Nevada, coyote, predator
Conservationists are suing three federal agencies over an environmental review the government says meets requirements to continue killing coyotes, mountain lions and other wildlife in areas federally protected wilderness area in Nevada. Pictured above, on this November 10, 2015, coyote slithers through the snow on a hillside north of Reno, Nevada.
Scott Sonner, AP File/Photo

The lawsuit comes five years after Wildlife Services settled a similar lawsuit by suspending operations aimed at protecting pets from predators.

The WildEarth Guardians group has long battled the Wildlife Service over its predator management program. Conference was approved in 1931 and costs US taxpayers millions of dollars annually.

The New Mexico-based environmental group and the Idaho-based Western Basin Project filed the lawsuit in the United States District Court in Reno, Nevada.

The lawsuit alleges the agency failed to fully disclose or analyze the impact of its plans to expand the use of attacks from small planes and helicopters, as well as to poison and trap animals in the air. United States Forest Service and Land Administration lands in Nevada. Those two agencies are also named as defendants in the lawsuit.

After WildEarth Defenders sued over the program in 2012, Wildlife Services agreed in 2016 to halt predator control operations in wildlife and research areas. wildlife in Nevada with some exceptions for public health or safety.

The settlement stipulates that operations — often resulting from ranchers’ requests to act — cannot continue until the agency is in full compliance with federal law.

An update to the agency’s July 2020 review included a conclusion that sage partridges interfered with would benefit from killing baby bird-eating predators, including coyotes. grass and crow.

According to the lawsuit, the agency’s assessment “did not determine that crows and coyotes are depressive or injurious to sage partridge populations.”

These three agencies are violating the National Environmental Policy Act and the Wilderness Act by penalizing an unauthorized “commercial enterprise” in designated wilderness areas without demonstrating that the lethal predator control is needed for a valid “wildlife purpose” or to prevent serious damage to domestic livestock, the lawsuit added.

A spokesman for the Bureau of Land Management, Chris Rose, said in an email that the agency had no comment on the lawsuit.
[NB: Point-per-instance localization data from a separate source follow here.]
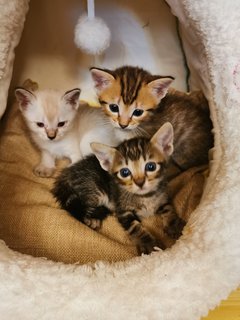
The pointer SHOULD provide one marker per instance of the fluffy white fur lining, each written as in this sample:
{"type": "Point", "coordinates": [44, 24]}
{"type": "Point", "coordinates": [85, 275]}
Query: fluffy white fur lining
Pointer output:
{"type": "Point", "coordinates": [182, 283]}
{"type": "Point", "coordinates": [12, 15]}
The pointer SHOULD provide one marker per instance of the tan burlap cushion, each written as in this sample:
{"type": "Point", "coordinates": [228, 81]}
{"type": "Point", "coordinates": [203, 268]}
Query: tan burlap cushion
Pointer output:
{"type": "Point", "coordinates": [32, 223]}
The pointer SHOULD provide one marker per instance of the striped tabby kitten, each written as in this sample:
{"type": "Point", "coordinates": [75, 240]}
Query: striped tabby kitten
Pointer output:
{"type": "Point", "coordinates": [138, 103]}
{"type": "Point", "coordinates": [128, 180]}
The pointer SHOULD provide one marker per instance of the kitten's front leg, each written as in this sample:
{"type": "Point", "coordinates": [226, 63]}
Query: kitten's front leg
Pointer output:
{"type": "Point", "coordinates": [172, 223]}
{"type": "Point", "coordinates": [46, 167]}
{"type": "Point", "coordinates": [145, 242]}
Wildlife Services and the Forest Service did not immediately respond to email requests for comment.

The lawsuit adds that Wildlife Service officials do not consider the circumstances surrounding ranchers’ requests to kill predators that are believed to be killing livestock to determine if the means of lethal is “necessary to prevent serious domestic animals” or to ensure “only the minimum level of control necessary to address the problem will be used.”

Under the plan to continue killing predators, Wildlife Services “simply provide email notification to the office before and after conducting [such management in] agency-managed wilderness areas and wilderness research areas,” the complaint said.

The lawsuit says U.S. government officials also failed to fully assess the local impacts of predator management on the nearly 9,700 square miles (25,000 square kilometers) of wildlife and wilderness research areas. in Nevada.

Environmental assessments by government officials say there is a “very high (95 to 100%) chance” that lethal wildlife control will be conducted in eight wilderness areas and five areas. study in Nevada for the next 10 years.

The Associated Press contributed to this report.